Li Jia, Tang Rui, Biernacka Joanna M, de Andrade Mariza
Department of Health Sciences Research, Mayo Clinic, 200 First Street SW, Harwick 776, Rochester, Minnesota 55905, USA.
BMC Proc. 2009 Dec 15;3 Suppl 7(Suppl 7):S78. doi: 10.1186/1753-6561-3-s7-s78.
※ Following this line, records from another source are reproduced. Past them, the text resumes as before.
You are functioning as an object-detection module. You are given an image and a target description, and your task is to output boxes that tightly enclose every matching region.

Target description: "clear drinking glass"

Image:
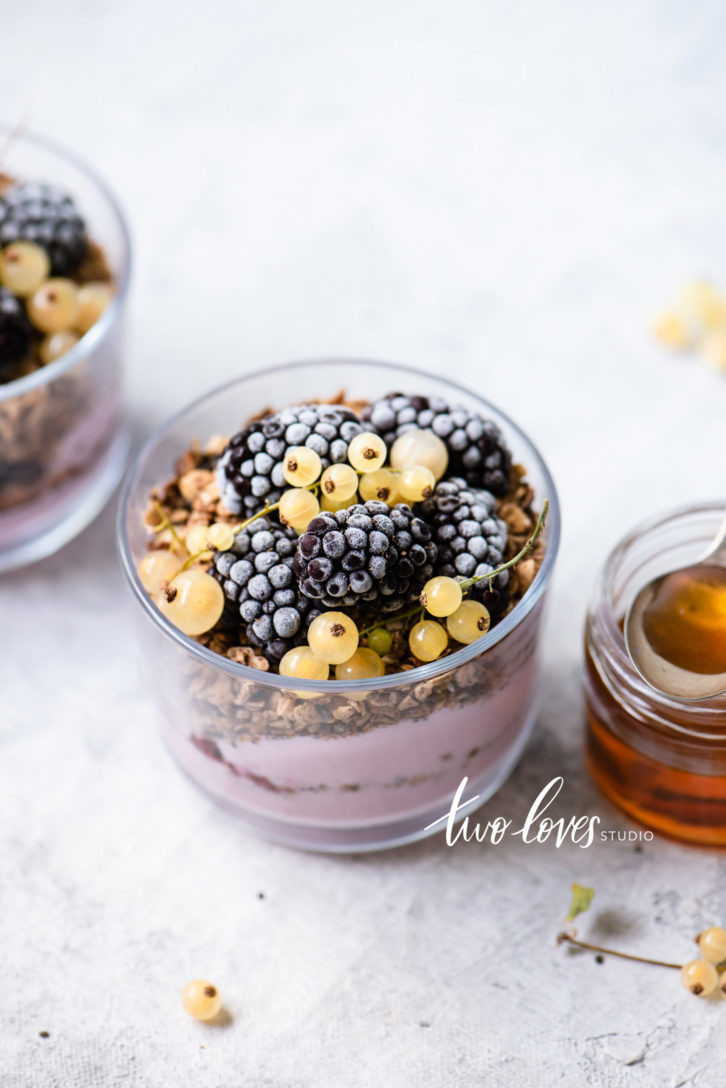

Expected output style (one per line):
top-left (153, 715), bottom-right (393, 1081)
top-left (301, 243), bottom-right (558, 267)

top-left (119, 359), bottom-right (559, 851)
top-left (0, 128), bottom-right (131, 571)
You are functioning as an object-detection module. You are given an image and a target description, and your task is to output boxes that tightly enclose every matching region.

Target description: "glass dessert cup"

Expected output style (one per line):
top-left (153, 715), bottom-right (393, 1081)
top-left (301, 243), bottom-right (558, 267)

top-left (0, 128), bottom-right (130, 571)
top-left (119, 359), bottom-right (559, 851)
top-left (585, 503), bottom-right (726, 848)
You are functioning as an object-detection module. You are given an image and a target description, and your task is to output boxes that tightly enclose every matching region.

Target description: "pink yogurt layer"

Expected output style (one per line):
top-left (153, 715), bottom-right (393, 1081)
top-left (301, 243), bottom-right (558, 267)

top-left (164, 654), bottom-right (537, 827)
top-left (0, 400), bottom-right (121, 548)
After more than 200 genome-wide association studies, there have been some successful identifications of a single novel locus. Thus, the identification of single-nucleotide polymorphisms (SNP) with interaction effects is of interest. Using the Genetic Analysis Workshop 16 data from the North American Rheumatoid Arthritis Consortium, we propose an approach to screen for SNP-SNP interaction using a two-stage method and an approach for detecting gene-gene interactions using principal components. We selected a set of 17 rheumatoid arthritis candidate genes to assess both approaches. Our approach using principal components holds promise in detecting gene-gene interactions. However, further study is needed to evaluate the power and the feasibility for a whole genome-wide association analysis using the principal components approach.
在进行了200多项全基因组关联研究之后,已经成功鉴定出了一些单一的新基因座。因此,具有相互作用效应的单核苷酸多态性(SNP)的鉴定备受关注。利用来自北美类风湿关节炎联盟的遗传分析研讨会16的数据,我们提出了一种使用两阶段方法筛选SNP-SNP相互作用的方法,以及一种使用主成分检测基因-基因相互作用的方法。我们选择了一组17个类风湿关节炎候选基因来评估这两种方法。我们使用主成分的方法在检测基因-基因相互作用方面具有前景。然而,需要进一步研究以评估使用主成分方法进行全基因组关联分析的效能和可行性。